Dorothy Rowley | 12/18/2013, 1:20 p.m.

A new website launched by a D.C. attorney has joined the network of financial support systems that help students achieve their higher education goals.

The SCHOLARgifts crowd-funding initiative, which was recently launched by organization CEO Nkechi Taifa, operates on the collective efforts of teachers, parents, mentors, co-workers and others who pool their money online to support students in pursuit of their education or related endeavors. For example, a group of Howard University students who used a similar crowd-funding platform raised a few thousand dollars last fall to help defray expenses for a 14-day trip to West Africa.

"A year ago I had never heard of crowd-funding," Taifa said. "Then last spring, I balked when my college-age daughter asked me to pay for her study-abroad dream trip. Being unqualified for need-based aid and already borrowing from Peter, Paul and Mary to foot her steep and ever-rising college tuition, I said with tough love, 'Sweetie, you're on your own.'"

To her surprise, in less than 30 days her daughter had successfully raised more than $3,000 from family, friends and complete strangers via the Internet.
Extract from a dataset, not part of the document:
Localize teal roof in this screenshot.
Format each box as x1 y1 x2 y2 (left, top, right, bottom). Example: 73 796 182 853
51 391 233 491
"This was the inspiration that gave rise to SCHOLARgifts," Taifa said. "It's collective fundraising for a specific educational purpose with no red tape or hassle, no essay or recommendations, no income qualifications and no competition. All that is needed is the desire to succeed and the ability to motivate others to invest in making learning a reality."

Taifa explained that through SCHOLARgifts, a large number of people help a student succeed in areas such as tuition, study, research and training by donating small monetary gifts to her crowd-funding campaign.

While each crowd-funding website offers its own spin, the concept is generally the same: a fundraising period is established and pledged money is collected from the contributors once the period ends. If the goal is not met, no money is collected. The sites, which have a cap on the amount of money that can be raised, also track donations that can continue after a goal is met.

Taifa described crowd-funding as a unique and fast-growing financial assistance resource that has even been given a thumbs-up by the Obama administration.

"Just last year, the president signed the Jumpstart Our Business Startups (JOBS) Act, which lets businesses raise funds in small increments from many investors — the essence of crowd-funding," she said. "[It's] the kind of innovative strategy millions of American families need to help fill the gap between soaring tuition costs and fewer available education loans."